This is part two in a three-part series on the role of Big Data in the college-search process. You can read part one on colleges’ year-long pursuit of students here. Check back for part three on data in an era of demographic change.
A decade ago, Saint Louis University found itself in a precarious situation. About half of the university’s 8,600 undergraduates were from Missouri and Illinois, and the demographic forecast for the Midwest looked bleak: the number of high-school graduates from the region was projected to drop by nearly a third by 2028.
So the university started to dig deeper for prospects in its backyard, purchasing more names of prospective high-school students from the College Board and ACT and targeting those teenagers with marketing materials. At one point, admissions officials at Saint Louis University were buying upwards of 250,000 names annually.
“We approached searching for students the way most schools did at the time,” said Jay Goff, the university’s vice president for enrollment and retention management. “We would take the demographics of the previous year’s freshman class and try to purchase more names that matched them the following year.”

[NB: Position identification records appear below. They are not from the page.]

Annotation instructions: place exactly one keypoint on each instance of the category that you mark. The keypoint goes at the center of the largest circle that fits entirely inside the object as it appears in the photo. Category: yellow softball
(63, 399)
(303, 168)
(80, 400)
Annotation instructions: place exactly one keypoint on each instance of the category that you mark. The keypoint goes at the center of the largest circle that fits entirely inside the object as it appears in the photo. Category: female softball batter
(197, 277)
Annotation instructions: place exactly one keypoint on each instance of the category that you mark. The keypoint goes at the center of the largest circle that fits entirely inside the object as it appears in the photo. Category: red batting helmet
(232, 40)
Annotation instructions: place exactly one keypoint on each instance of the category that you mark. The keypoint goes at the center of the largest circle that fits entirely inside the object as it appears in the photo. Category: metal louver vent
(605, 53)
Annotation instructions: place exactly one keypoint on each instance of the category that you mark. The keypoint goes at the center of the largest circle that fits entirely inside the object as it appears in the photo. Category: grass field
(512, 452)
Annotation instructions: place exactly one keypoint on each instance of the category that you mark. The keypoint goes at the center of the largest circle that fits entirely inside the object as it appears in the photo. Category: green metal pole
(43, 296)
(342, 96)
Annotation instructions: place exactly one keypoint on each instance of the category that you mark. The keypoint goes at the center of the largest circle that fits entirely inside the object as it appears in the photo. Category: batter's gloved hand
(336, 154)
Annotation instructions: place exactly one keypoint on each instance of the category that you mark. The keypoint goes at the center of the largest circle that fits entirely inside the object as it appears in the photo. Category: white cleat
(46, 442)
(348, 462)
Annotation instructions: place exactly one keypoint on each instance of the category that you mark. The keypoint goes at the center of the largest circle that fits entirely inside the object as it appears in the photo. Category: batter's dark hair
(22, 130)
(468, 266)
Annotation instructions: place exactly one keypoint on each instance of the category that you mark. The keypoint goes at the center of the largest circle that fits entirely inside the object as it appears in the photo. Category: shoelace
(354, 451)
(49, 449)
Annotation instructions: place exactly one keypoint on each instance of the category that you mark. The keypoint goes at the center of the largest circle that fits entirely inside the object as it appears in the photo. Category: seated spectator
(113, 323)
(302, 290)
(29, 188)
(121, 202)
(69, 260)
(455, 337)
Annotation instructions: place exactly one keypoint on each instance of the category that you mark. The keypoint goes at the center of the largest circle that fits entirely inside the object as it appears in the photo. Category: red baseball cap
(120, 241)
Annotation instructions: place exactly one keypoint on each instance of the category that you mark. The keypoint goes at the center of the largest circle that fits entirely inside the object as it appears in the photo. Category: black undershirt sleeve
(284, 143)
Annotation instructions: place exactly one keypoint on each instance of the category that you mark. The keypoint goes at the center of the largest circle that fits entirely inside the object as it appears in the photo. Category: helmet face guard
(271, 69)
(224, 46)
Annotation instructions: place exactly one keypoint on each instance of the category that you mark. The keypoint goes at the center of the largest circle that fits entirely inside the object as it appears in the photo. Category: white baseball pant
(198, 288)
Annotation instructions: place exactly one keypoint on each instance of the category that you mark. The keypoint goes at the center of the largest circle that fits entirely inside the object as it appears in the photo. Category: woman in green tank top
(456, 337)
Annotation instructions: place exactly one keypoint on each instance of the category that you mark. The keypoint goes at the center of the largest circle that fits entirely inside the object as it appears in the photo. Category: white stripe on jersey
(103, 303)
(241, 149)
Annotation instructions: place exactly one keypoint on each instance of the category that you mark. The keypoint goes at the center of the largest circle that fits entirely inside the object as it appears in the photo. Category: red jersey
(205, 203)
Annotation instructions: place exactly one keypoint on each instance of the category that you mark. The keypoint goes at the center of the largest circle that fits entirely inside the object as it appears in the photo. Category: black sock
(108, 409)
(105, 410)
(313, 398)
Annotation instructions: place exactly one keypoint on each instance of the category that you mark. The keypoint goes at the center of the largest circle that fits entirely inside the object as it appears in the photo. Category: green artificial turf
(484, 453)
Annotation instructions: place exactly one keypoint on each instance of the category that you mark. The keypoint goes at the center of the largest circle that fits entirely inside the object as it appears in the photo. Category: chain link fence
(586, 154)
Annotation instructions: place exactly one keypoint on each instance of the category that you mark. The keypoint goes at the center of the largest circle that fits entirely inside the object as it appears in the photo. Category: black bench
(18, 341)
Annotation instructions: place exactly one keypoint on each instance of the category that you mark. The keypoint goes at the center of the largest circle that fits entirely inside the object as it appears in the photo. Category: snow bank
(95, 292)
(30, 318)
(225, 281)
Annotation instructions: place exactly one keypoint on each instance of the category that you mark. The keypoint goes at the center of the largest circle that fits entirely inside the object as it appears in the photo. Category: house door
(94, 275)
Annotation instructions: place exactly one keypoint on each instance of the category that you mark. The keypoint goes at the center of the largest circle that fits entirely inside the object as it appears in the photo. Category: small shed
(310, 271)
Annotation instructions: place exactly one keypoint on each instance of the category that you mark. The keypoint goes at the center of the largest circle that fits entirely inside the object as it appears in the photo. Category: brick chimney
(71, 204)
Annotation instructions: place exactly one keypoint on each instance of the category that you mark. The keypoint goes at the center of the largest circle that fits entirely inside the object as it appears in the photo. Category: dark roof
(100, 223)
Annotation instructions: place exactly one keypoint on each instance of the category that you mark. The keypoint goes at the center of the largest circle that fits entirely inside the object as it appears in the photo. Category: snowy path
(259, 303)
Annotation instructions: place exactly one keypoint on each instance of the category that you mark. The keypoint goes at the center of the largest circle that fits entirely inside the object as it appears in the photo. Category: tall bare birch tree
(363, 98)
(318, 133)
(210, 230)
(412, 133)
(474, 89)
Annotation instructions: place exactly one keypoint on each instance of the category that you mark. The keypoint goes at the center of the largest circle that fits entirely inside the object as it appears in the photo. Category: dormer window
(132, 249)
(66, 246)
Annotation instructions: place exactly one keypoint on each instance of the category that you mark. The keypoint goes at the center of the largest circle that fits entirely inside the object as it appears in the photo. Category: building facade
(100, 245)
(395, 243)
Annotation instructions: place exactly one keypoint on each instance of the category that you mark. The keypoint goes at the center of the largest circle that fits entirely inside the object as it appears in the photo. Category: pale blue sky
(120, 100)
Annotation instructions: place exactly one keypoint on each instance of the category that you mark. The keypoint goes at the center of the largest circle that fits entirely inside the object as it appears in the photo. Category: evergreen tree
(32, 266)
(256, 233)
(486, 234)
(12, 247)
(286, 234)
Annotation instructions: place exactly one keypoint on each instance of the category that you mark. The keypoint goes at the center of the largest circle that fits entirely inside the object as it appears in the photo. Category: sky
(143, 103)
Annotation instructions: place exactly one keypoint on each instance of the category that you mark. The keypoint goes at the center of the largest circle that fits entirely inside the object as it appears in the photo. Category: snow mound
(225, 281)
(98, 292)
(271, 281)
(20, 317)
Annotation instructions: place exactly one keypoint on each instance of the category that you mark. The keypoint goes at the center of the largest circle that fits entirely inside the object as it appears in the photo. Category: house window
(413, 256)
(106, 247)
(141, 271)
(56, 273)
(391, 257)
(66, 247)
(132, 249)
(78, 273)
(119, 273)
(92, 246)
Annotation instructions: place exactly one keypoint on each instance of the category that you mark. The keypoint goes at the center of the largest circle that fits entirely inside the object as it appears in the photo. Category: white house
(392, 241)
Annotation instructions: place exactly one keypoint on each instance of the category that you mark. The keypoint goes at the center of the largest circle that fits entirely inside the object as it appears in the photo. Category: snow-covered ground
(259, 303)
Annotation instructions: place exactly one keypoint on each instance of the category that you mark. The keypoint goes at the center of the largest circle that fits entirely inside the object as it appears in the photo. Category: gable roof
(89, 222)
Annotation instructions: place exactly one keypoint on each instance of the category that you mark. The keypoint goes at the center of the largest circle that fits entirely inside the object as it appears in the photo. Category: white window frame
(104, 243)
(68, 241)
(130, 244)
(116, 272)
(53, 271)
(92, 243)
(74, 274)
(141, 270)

Given demographic trends, university leaders knew that such a strategy was unsustainable. Like many of its peers, Saint Louis University also wanted to recruit from new geographic regions and improve the racial and economic diversity of its student body, as well as its retention and graduation rates. Those goals called for a new way of searching for potential students, and in doing so, created a new data-driven approach to admissions adopted by hundreds of other colleges and universities over the past several years.